The semantic hierarchy may include multiple semantic tiers, each representing a distinct level of abstraction among the webpage components. A first semantic tier may be associated with a first webpage component, while a second semantic tier may be associated with a second webpage component. The first semantic tier generally corresponds to a higher level of abstraction or conceptual generality than the second semantic tier. For example, the first semantic tier may relate to webpage headings, titles, or overarching thematic categories, whereas the second semantic tier may correspond to sections or subsections that are subordinate to and provide additional detail regarding the content of those headings, as described above. In some implementations, additional lower tiers may be defined to represent granular elements such as individual paragraphs, captions, or metadata attributes.

To identify the semantic hierarchy within the CMS, the system may embed at least a portion of the user request data into a vector representation within a semantic embedding space. The system may then determine multiple semantic similarity scores by comparing the vector representation of the user request data with multiple vector representations corresponding to content chunks stored in the CMS. Each stored content chunk may include associated semantic metadata indicating its hierarchy level, contextual meaning, or relationship to other webpage components. The system may select the semantic information corresponding to the content chunks that exhibit semantic similarity scores exceeding a predefined threshold value as the semantic hierarchy.

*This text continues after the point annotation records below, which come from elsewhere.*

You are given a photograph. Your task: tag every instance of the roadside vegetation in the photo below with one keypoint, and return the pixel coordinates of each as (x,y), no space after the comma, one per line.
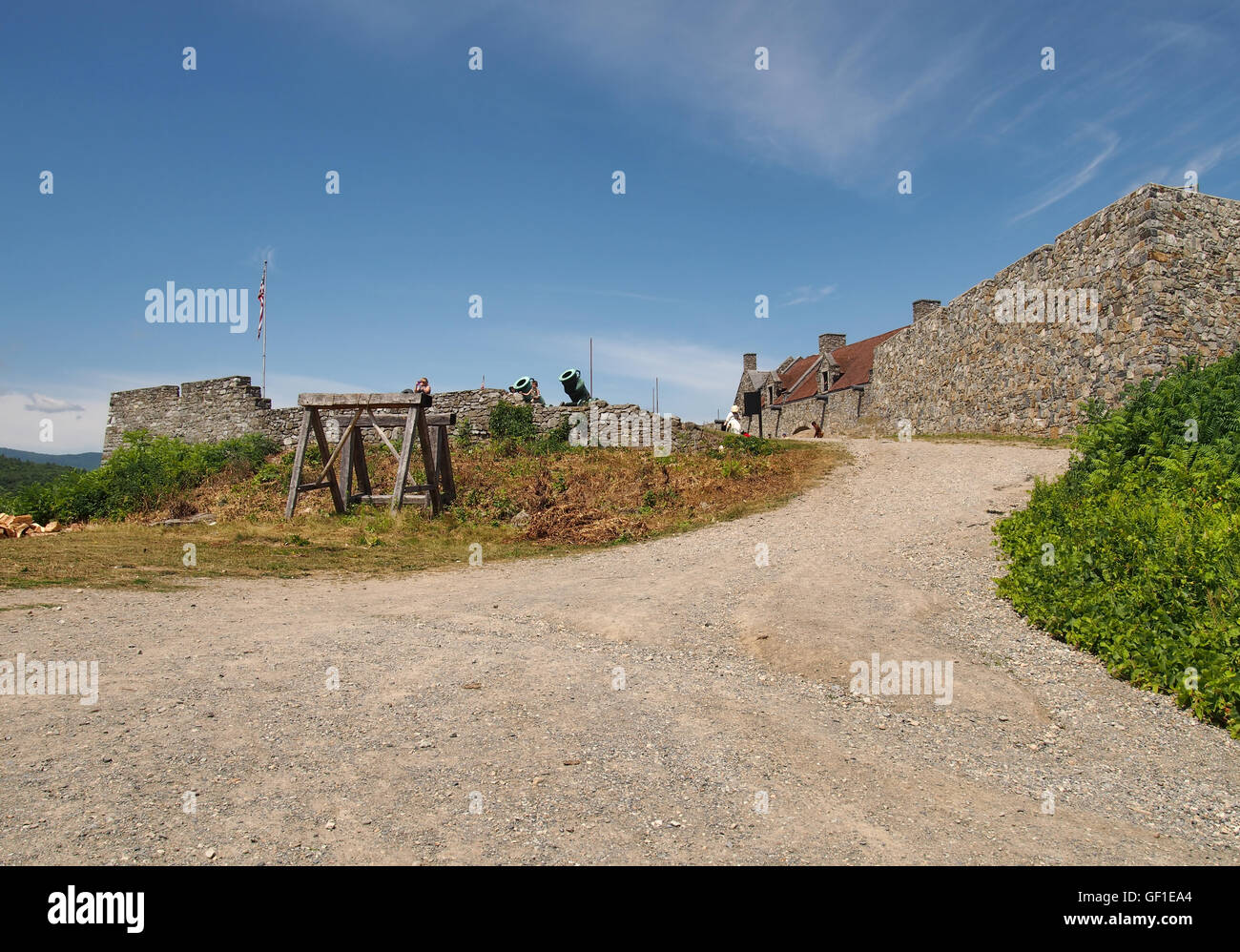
(522,493)
(1133,554)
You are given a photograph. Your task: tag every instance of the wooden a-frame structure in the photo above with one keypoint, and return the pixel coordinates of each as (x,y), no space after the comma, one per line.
(429,429)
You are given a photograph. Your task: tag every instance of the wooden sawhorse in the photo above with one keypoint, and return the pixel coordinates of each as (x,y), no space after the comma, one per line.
(435,454)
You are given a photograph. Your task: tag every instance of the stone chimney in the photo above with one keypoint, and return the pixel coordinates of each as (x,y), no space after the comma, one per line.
(827,342)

In some implementations, the semantic similarity scores may be determined based on distances between vector representations in the embedding space. The distance metric may take various forms depending on the similarity function used. For example, the system may define the distance as the Euclidean distance (L2 norm), which represents the straight-line distance between two points in the vector space. In another example, the system may define the distance as the Manhattan distance (L1 norm), which corresponds to the sum of absolute differences along each coordinate axis. In yet another example, the system may use cosine similarity, which measures the cosine of the angle between two vectors, thereby capturing directional similarity independent of magnitude.

Based on the computed similarity scores, the system may identify and select one or more content chunks whose semantic hierarchy levels correspond most closely to the user request data. For instance, the system may select the semantic hierarchy associated with the content chunks having the highest similarity scores or, alternatively, those exceeding a predetermined similarity threshold. The resulting semantic hierarchy is then used to guide prompt generation for ML models and content synthesis for the requested webpage components.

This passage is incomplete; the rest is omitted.